In Berry, a 12th-century Romanesque church is on sale for 150,000 euros. In Granville, the church of Saint Paul is on sale in the form of a lease for €30,000, “agency fees included”. In Paris, the church of Saint Rita, built in 1900, was sold to real estate developer Thierry Mainguet.

Since 2000, fifty churches have not had the luck of Santa Rita and have been destroyed. As in Finistère, the Notre-Dame de Gwel-Mor chapel in Morgat, of which not even the stained glass windows have been saved. The Goélands chapel in Saint-Jean-de-Monts was razed to the ground to make it a residential complex.

Meanwhile, for the first time in its history, no cardinal in office will sit in France, now that Archbishops emeritus Vingt-Trois (Paris), Barbarin (Lyon) and Ricard (Bordeaux) have joined the cohort of retirees.

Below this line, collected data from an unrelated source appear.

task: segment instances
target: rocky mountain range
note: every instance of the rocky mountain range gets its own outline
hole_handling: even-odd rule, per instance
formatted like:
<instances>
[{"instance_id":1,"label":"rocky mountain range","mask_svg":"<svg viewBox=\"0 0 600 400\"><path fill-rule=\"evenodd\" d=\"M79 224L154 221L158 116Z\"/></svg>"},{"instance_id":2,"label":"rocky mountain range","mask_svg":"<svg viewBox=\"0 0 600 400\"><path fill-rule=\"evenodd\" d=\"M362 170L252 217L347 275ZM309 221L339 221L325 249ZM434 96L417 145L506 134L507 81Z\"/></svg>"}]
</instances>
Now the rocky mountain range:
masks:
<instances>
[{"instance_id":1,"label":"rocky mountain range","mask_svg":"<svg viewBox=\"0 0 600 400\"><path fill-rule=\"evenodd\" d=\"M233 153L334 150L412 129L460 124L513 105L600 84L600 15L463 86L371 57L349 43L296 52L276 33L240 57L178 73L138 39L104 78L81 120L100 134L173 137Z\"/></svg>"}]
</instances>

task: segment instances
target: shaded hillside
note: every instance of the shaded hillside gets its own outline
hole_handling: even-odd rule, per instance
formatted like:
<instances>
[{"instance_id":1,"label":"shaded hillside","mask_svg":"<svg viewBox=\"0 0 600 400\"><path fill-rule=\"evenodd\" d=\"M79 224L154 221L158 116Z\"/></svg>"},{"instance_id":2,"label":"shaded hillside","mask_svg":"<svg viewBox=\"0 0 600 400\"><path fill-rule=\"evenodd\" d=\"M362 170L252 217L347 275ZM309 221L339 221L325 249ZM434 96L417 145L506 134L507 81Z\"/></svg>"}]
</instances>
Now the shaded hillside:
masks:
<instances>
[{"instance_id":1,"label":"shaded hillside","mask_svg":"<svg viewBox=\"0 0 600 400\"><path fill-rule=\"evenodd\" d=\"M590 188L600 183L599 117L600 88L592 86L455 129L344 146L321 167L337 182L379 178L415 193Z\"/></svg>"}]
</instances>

“Should we perhaps remember that the chairs of Rouen, Toulouse, Lille or Rennes, fifty years ago, were occupied by cardinals?”, wrote Hadrein Desuin in Causeur.

This is the fate of Christianity in France in 2020: The chapel of the Poor Clares in Rennes becomes a gym, the church of Saint-Christophe in Meaux a lingerie shop, the church of Angers is bought by former footballer Steve Savidan to make it a nightclub, the chapel of the convent of Charity-Notre-Dame becomes an Axa agency, the church of Saint-Jean-de-la-Rive in Graulhet becomes a mosque, the church of Saint-Christophe de Meaux is transformed into a restaurant, a hotel in Poitiers, a nightclub in Angers, a shop in Nantes, a cultural center in Tourcoing, a concert hall in Hirson … it goes on.

In Rouen, where Father Jacques Hamel was killed by two Islamic fundamentalists a year ago during the morning mass, the conversion of four churches is underway, two of which suffered damage during the French Revolution: Saint-Pierre-du-Chatel, bombed in 1944, will become La Métropolitaine, a luxury restaurant and hotel rooms; Sainte-Croix-des-Pelletiers will welcome the Bekmiettes café, while the Saint-Nicaise church, classified as a historical monument, will become the Ragnar brewery.

Le Monde: “Five churches transformed into hotels – to sleep like a Pope”.

Marcel Proust, the greatest French writer of the XX century, already realized what was at stake in 1904, when he wrote in Le Figaro: “Suppose for a moment that Catholicism had been dead for centuries, that the traditions of its worship had been lost. Only the unspeaking and forlorn cathedrals remain; they have become unintelligible yet remain admirable”.

We don’t suppose anymore, now we know it. We know that another religion’s minarets rise in the French skies.